Ebstein’s disease is an abnormality of the tricuspid valve in which the septal foil and the posterior foil are shifted to the right ventricular apex and the anterior foil is usually malformed, excessively big and abnormally attached to the right ventricular free wall. Thus, a portion of the right ventricular is “atrialization“ in the portion of the tricuspid valve and the right ventricular fibrillation that remained functional is small. Tricuspid valve is usually regurgitated but may be stenotic. 80% of patients with Ebstein’s disease have an inter-atrial communication (atrial septal defect or patent foramen ovale) that can occur right-left shunting of blood.
The severity of hemodynamic disorders in patients with Ebstein’s disease depends on the movement and the functional status of the tricuspid valve foil. Patients with mild apical displacement of the tricuspid foils have normal valvular function, while those with severe displacement foil attachment have abnormal tricuspid valve or previous valvular dysfunction have increased pressure in the right atrium and are right-to-left inter-atrial. Similarly, the clinical presentation of Ebstein’s disease it is ranges from severe heart failure in the fetus or newborn to absence of symptoms in an adult who is diagnosed incidentally.
When Ebstein’s disease is discovered during fetal life, uterine mortality rate is high. Infants with severe disease have cyanosis, with heart failure and a murmur noted in the first days of life. A transient improvement can occur when pulmonary vascular resistance decreases, but the situation is getting worse by the closure of the ductus arteriosus, thereby decreasing pulmonary blood flow. Older children with Ebstein’s disease often come to consultation due to a blast accidentally discovered while adolescents and adults presenting with supraventricular arrhythmias. In adults with Ebstein’s disease, the most important predictors of prognosis are NYHA functional class, heart size, presence or absence of cyanosis and presence or absence of paroxysmal atrial tachycardias. These tachycardias can lead to heart failure, worsening cyanosis and even syncope. Patients with Ebstein’s disease and inter-atrial communication have a risk of paradoxical embolism, brain abscess and sudden death.
On physical examination, the severity of cyanosis depends on the size from right-to-left. Noises I and II are widely duplicated and noise III or IV are often present, resulting in a rhythm in 3 or 4 strokes. A systolic murmur caused by tricuspid regurgitation is usually present on the left of the sternum. Hepatomegaly (resulting from passive hepatic congestion due to elevated right atrial pressure) may be present.
Where high and wide P’s are common on ECG, and also the right bundle branch block. Atrioventricular block of first degree occurs frequently. Approx. 20% of patients with Ebstein’s disease have a ventricular pre-excitation beam path between the atrium and ventricle accessory (Wolff-Parkinson-White syndrome), and a delta wave may be present.
The radiological data depends on the severity of anatomical anomaly. In mild cases, the size of the heart and pulmonary vasculature are normal. In more severe cases marked cardiomegaly is present, due mostly to the right atrium enlargement. In severe cases (with little functional right ventricular are marked right-left), pulmonary vasculature is low.
Echocardiography is used to assess right atrial dilatation, anatomic displacement and distortion and severity of tricuspid valve regurgitation foil or tricuspid stenosis. In addition can be determined the presence and size of inter-atrial shunting (through the color Doppler and micro-bubble contrast image) as well as associated cardiac abnormalities.
Electrophysiological evaluation is required in patients with atrial tachyarrhythmias.

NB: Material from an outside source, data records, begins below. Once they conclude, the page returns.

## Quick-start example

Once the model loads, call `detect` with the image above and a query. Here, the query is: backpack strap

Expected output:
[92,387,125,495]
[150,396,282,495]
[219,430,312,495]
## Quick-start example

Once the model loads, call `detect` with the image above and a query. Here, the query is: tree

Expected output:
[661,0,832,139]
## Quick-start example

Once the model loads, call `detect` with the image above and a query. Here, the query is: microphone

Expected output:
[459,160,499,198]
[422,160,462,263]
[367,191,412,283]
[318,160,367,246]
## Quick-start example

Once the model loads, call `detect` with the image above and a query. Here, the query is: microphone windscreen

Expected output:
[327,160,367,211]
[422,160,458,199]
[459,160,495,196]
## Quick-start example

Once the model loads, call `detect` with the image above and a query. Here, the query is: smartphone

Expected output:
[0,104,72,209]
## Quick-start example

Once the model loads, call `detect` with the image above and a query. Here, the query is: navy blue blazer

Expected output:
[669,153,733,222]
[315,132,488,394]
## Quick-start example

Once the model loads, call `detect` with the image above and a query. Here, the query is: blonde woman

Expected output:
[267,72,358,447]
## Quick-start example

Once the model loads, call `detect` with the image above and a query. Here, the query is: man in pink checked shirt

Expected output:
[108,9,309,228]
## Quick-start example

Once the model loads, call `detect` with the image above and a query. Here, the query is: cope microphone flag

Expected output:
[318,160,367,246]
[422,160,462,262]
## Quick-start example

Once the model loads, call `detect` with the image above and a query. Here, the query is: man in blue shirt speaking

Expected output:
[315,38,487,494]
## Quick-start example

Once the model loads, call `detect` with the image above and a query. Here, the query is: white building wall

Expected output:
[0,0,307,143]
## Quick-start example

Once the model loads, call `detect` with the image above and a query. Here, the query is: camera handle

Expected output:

Ebstein’s disease management focuses on the prevention and treatment of complications. It is recommended prophylaxis against infective endocarditis. Patients with symptomatic heart failure receive diuretics and digoxin. Those with atrial arrhythmias can be treated pharmacologically or with catheter ablation (if present an accessory pathway). Ablation of accessory pathways has a lower success rate in patients with Ebstein’s disease than in those with structurally normal heart and arrhythmia recurrence risk is higher. In children with Ebstein’s disease gravity are creating a systemic arterial circulation to the pulmonary circulation to increase pulmonary blood flow, thus decreasing cyanosis. Subsequent surgery to create a uni-ventricular heart (for example: The Fontan procedure) can also be taken into account in newborns. Repair or replacement of the tricuspid valve in association with inter-atrial communication closure is recommended for older patients who have severe symptoms despite to medical therapy. In addition, repair or replacement should be considered in patients with less severe symptoms which have a heart enlargement because it has a poor prognosis. When possible, valve repair is preferable to valve replacement because it is associated with lower mortality and has fewer long-term complications. However, when it is required valve replacement; a bio-prosthesis is preferable to a mechanical prosthesis. Complications of surgical correction of the Ebstein’s disease include complete atrioventricular block, persistent supraventricular arrhythmias, and residual tricuspid regurgitation after valve repair and prosthetic valve dysfunction.